Until all players get the benefits of transformative techniques from an early age, player performance will be subject to sudden spikes, all of which will surprise projection systems that aren’t privy to proprietary info. “The predictive nature of advanced analytics today is going to be thrown a curveball,” says Andy McKay. “This player-development technology is going to provide enough information that the players that are willing to go for it can make quantum leaps in their careers.”
One way for teams to minimize that uncertainty is to take an even more proactive role in player development, turning what began as a bottom-up movement into a top-down one.

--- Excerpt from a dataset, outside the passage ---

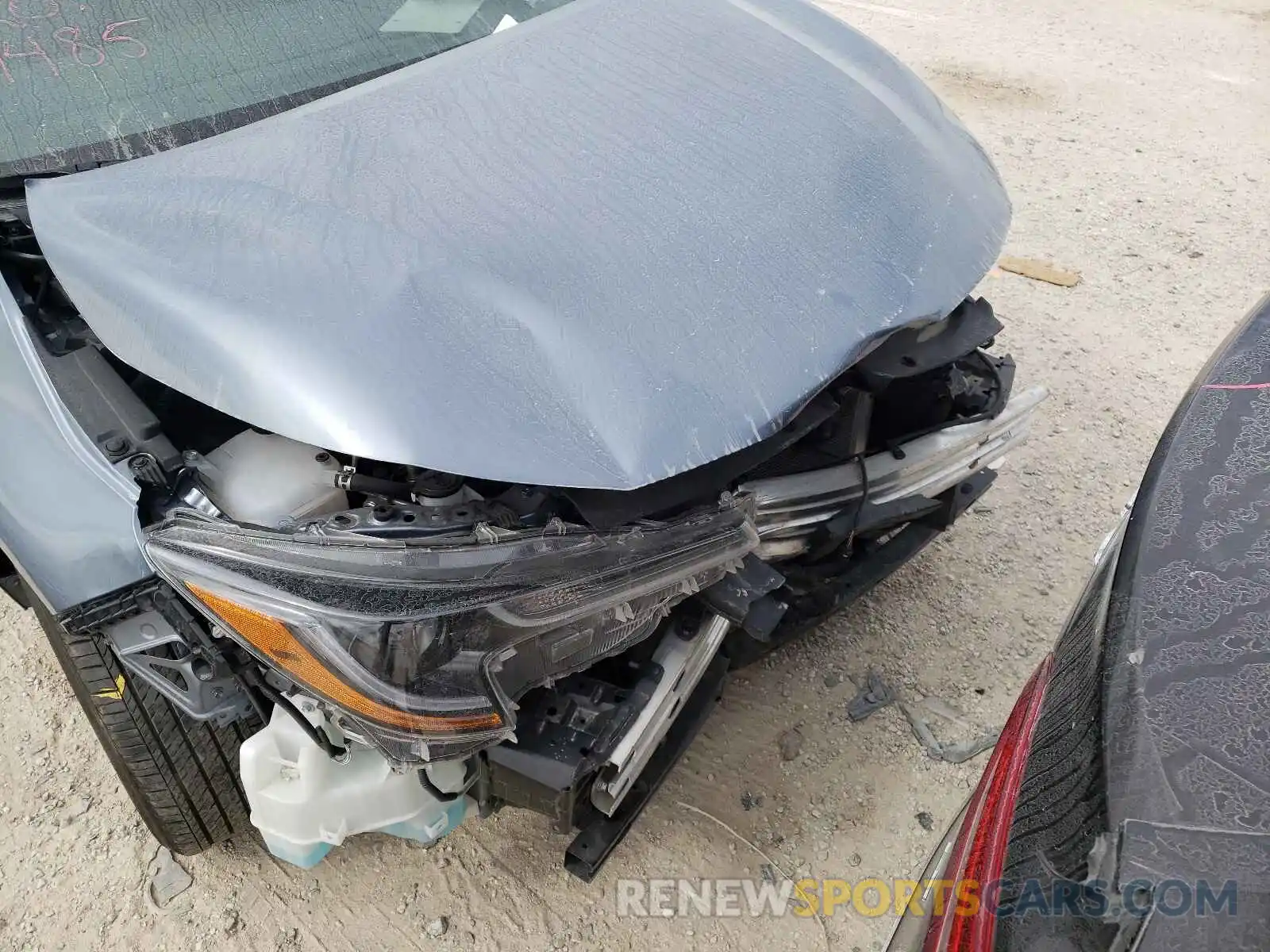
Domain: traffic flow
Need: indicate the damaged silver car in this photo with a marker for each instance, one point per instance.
(417, 410)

In the off-season, Alex Hassan notes, players have historically had little contact with their teams. “A lot of the off-season is like, ‘Hey, go get ’em, we’ll see you next year.’” That’s about to change. Teams are hiring many of the former independent instructors at the leading edge of development. New ideas and new voices are invading dugouts; as Eno Sarris, a writer at The Athletic, observed, the average tenure of a major-league hitting coach in December 2018 was only 1.4 years, the lowest fig
ure in at least a decade. Only five hitting coaches at the start of 2019 had been with their respective teams for more than three years.
“I definitely don’t fault guys for going and seeking outside help wherever they can get it,” Dave Bush says, adding, “I look at it like if you’re sick and you’re going to see a specialist, you’re not always going to go to your regular doctor because you know there’s someone else out there that may know a little bit more about a particular topic.” If that specialist could be inside, though, that would be even better from the team’s perspective, leading to lower risk of a player seeing someone who isn’t qualified, less potential for conflict between internal and external coaches, and tighter integration with the team’s analytical resources.

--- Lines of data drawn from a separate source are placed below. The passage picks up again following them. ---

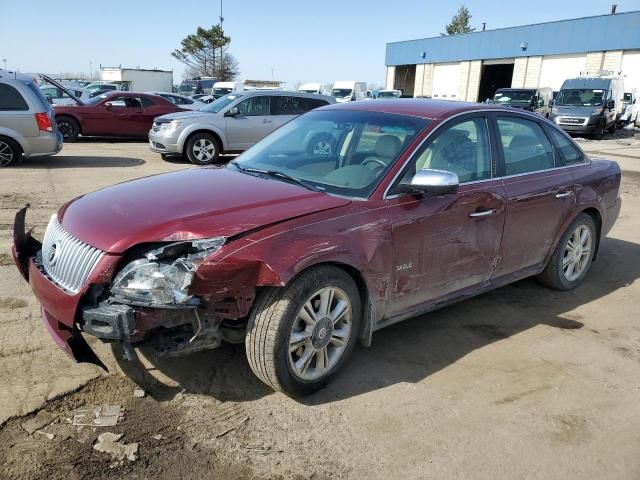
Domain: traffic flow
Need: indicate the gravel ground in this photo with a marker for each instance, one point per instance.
(524, 380)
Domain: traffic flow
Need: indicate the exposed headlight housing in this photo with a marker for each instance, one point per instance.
(164, 276)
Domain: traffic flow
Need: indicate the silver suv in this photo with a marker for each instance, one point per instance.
(27, 125)
(232, 123)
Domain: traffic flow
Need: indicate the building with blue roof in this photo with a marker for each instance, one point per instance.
(472, 66)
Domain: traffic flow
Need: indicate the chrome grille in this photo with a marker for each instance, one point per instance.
(67, 260)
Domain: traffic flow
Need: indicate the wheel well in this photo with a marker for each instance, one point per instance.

In the past, teams were often so hesitant to tamper with players that they would wait until they failed, reducing the perceived risk of screwing them up. By not helping them, though, they were already hurting them—and indirectly driving them to people like Latta and Boddy. Now, Bannister says, “We’re trying to give them the personalized, Driveline-type experience.… They don’t have to go see a guru in the off-season in order to get that type of exposure to better player-development information.” Teams that develop a reputation for providing players with the proper support may make themselves more appealing landing spots for free agents in need of career rejuvenations. Over the 2018–2019 offseason, MLB teams hired eight former Driveline employees, including Ochart and Daniels.
Bannister expects more players to take a cue from PGA pros (and Bauer) and purchase their own sensors, trackers, and cameras to continue their training year-round. Although that could lead to more mastery and greater technological literacy, it may also exacerbate another growing problem with the sport. At the lower levels, baseball is becoming a more expensive undertaking and potentially a more discriminatory one.